Esto se llama dolor referido, y es más común de lo que mucha gente cree. Tu cerebro no es muy bueno para localizar exactamente de dónde proviene una señal nerviosa. Simplemente sabe que este nervio en particular está involucrado y proyecta la sensación a lo largo de todo el recorrido. Por eso puedes sentir relativamente poco en la parte baja de la espalda, pero mucha molestia en la pantorrilla o el pie.

La sensación puede variar bastante dependiendo de dónde se encuentre la irritación y cuán sensible esté el nervio en ese momento. Algunas personas lo describen como ardor, otras como un dolor sordo, eléctrico o entumecimiento. Todas estas son diferentes manifestaciones de lo mismo.

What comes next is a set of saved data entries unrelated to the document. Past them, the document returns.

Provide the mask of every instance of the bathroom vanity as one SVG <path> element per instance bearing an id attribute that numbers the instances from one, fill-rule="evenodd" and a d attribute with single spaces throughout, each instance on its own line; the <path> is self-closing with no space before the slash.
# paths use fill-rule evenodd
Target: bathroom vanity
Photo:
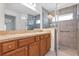
<path id="1" fill-rule="evenodd" d="M 1 56 L 43 56 L 50 47 L 51 33 L 46 31 L 0 36 Z"/>

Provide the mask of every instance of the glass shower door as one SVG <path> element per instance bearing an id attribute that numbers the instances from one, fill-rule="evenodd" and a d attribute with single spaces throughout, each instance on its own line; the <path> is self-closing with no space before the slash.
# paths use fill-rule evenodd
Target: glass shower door
<path id="1" fill-rule="evenodd" d="M 59 9 L 58 12 L 58 52 L 59 56 L 77 55 L 77 5 Z"/>

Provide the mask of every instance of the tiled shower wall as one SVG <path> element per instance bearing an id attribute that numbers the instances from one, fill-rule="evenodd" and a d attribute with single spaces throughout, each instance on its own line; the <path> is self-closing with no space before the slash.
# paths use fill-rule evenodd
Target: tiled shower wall
<path id="1" fill-rule="evenodd" d="M 60 21 L 58 23 L 58 40 L 59 40 L 59 47 L 62 48 L 63 46 L 77 49 L 77 5 L 70 6 L 64 9 L 59 10 L 59 15 L 64 15 L 68 13 L 73 13 L 73 19 Z"/>

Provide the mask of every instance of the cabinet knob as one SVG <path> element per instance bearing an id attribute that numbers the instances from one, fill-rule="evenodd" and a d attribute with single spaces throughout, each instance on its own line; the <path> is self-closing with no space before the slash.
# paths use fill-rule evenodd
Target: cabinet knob
<path id="1" fill-rule="evenodd" d="M 9 45 L 9 46 L 8 46 L 8 48 L 12 48 L 12 46 L 11 46 L 11 45 Z"/>

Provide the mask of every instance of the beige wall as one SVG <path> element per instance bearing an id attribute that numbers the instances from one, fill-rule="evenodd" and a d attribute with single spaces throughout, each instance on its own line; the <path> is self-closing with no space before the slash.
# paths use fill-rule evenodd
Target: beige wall
<path id="1" fill-rule="evenodd" d="M 5 19 L 4 19 L 4 11 L 5 11 L 5 5 L 3 3 L 0 3 L 0 30 L 6 30 L 5 26 Z"/>

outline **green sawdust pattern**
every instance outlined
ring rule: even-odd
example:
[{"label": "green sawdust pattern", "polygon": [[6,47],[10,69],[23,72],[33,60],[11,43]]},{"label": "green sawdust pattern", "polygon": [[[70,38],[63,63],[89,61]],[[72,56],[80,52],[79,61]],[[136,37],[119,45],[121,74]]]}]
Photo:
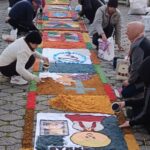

Qué suele causar la irritación

En muchos casos, un disco en la parte baja de la espalda está presionando el nervio al salir de la columna vertebral. Los discos son las almohadillas amortiguadoras entre las vértebras, los huesos de la columna, y pueden protruir o cambiar de posición de maneras que reducen el espacio disponible para los nervios cercanos. Los discos lumbares inferiores son los más comúnmente afectados.

En otros casos, la irritación ocurre más adelante en el recorrido, a menudo donde el nervio pasa cerca de un músculo en el glúteo llamado piramidal. La tensión o contractura en este músculo puede presionar el nervio y producir sensaciones similares a las causadas por un problema de disco.

También vale la pena saber que la irritación nerviosa no siempre significa daño. Un nervio que está comprimido o sensibilizado puede producir sensaciones intensas sin ningún daño duradero. La mayoría de los episodios de ciática se resuelven con el tiempo y un manejo suave.

Por qué algunas posiciones se sienten peor que otras

Cuando un nervio está irritado, ciertas posiciones lo estiran o comprimen más, y otras le dan más espacio. Por eso, sentarse durante períodos prolongados puede sentirse peor que caminar, o por qué acostarse en una posición particular proporciona alivio. Tu sistema nervioso está respondiendo a los cambios en la carga y la tensión a lo largo del trayecto nervioso. Comprender esto puede ayudarte a hacer pequeños ajustes a lo largo del día en lugar de sentirte atrapado con el malestar.

Por qué los síntomas pueden aparecer y desaparecer

El dolor ciático a menudo fluctúa, y esto es normal. La sensibilidad del nervio puede cambiar de un día a otro dependiendo de la actividad, el descanso, el estrés e incluso la calidad del sueño. Un día que se siente manejable puede ser seguido por uno más difícil, sin ninguna razón clara. Esto no significa que las cosas estén empeorando. Generalmente refleja la variación natural en cómo un nervio sensibilizado responde a las exigencias de la vida diaria.

Tu registro de dolor de VIDA es una buena manera de llevar un seguimiento de cómo evolucionan las cosas con el tiempo, especialmente si quieres identificar patrones en lo que parece ayudar o lo que tiende a agravar las cosas.

Cuándo vale la pena hablar con un médico de cabecera

Si desarrollas alguna debilidad en la pierna o el pie junto con el dolor, o si tus síntomas empeoran progresivamente en lugar de fluctuar, vale la pena hablar con tu médico de cabecera.